All contributions to the Neutral Beam Test Facility are voluntary (i.e., outside the scope of in-kind contributions to the ITER Project).
The schedule of planned experiments is strictly aligned with the general timeline of ITER so as to guarantee that sufficient experience on the operation of the prototype source (SPIDER, see a tour of the experiment at left) and of the full injector (MITICA) will be available before installation of the neutral beam system at ITER.
The realization of the two test stands is proceeding in parallel at Consorzio RFX. SPIDER entered operation in June 2018.
Purpose: A joint international effort to develop the neutral beam injector prototypes for ITER.
Funding (construction phase): The European Domestic Agency, the ITER Organization and Italy. The Domestic Agencies of Japan and India are contributing some components.
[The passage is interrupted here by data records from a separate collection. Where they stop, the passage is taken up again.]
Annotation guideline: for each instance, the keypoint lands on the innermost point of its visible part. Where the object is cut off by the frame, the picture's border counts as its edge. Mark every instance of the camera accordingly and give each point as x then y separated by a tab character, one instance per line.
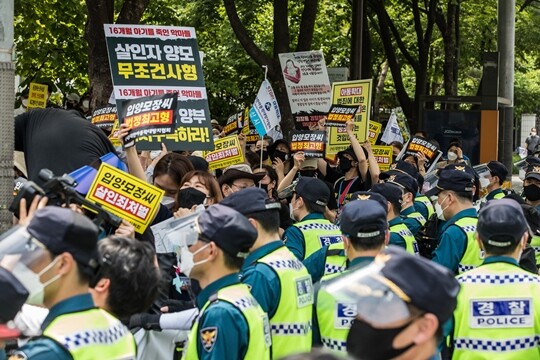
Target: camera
60	190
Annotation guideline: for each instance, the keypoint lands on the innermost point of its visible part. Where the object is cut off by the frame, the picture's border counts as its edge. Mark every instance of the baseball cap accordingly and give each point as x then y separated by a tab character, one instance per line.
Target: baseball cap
239	171
313	190
454	180
231	231
366	218
497	169
368	195
391	192
396	278
501	223
63	230
250	200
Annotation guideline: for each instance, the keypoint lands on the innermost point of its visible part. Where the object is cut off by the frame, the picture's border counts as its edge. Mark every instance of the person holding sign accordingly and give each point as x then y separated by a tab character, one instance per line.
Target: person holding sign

Construction timeline: Decision made by the ITER Council to build the facility (2010); construction begins at Consorzio RFX (2012); delivery of all buildings, including the 17,500 m² main building (2015); component installation underway.
SPIDER timeline: Design of all components completed (2011); manufacturing of beam source (November 2012-November 2017); overall commissioning (March 2018); start of operation (June 2018); first beam (June 2019).
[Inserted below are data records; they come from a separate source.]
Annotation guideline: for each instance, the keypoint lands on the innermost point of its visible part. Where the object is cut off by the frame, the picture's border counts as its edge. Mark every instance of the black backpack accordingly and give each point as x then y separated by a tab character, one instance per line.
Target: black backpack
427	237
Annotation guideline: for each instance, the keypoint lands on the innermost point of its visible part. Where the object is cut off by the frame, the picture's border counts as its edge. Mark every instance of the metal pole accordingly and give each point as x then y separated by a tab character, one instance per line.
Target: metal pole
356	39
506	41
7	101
MITICA timeline: Design of all components concluded (early 2016); installation of power supply and tests completed (early 2018); manufacturing of beam source in Europe is about to start (mid 2018); experimental phase begins (2024 planned).
Labs with a role in the neutral beam development program: Europe—the French Alternative Energies and Atomic Energy Commission (CEA); the Max Planck Institute of Plasma Physics (IPP); the Karlsruhe Institute of Technology (KIT); the Culham Centre for Fusion Energy (CCFE). Japan—National Institutes for Quantum and Radiological Science and Technology. India—ITER-India, Institute for Plasma Research.
NBTF = Neutral Beam Test Facility
SPIDER = Source for the Production of Ions of Deuterium Extracted from a Radio frequency plasma
MITICA = Megavolt ITER Injector and Concept Advancement
PRIMA = Padova Research on ITER Megavolt Accelerator (another name for the Neutral Beam Test Facility)
Consorzio RFX = A research organization promoted by ENEA (Italian National Agency for New Technologies, Energy and Sustainable Economic Development); CNR (National Research Council); INFN (National Institute for Nuclear Physics); University of Padova; and steel producer Acciaierie Venete SpA.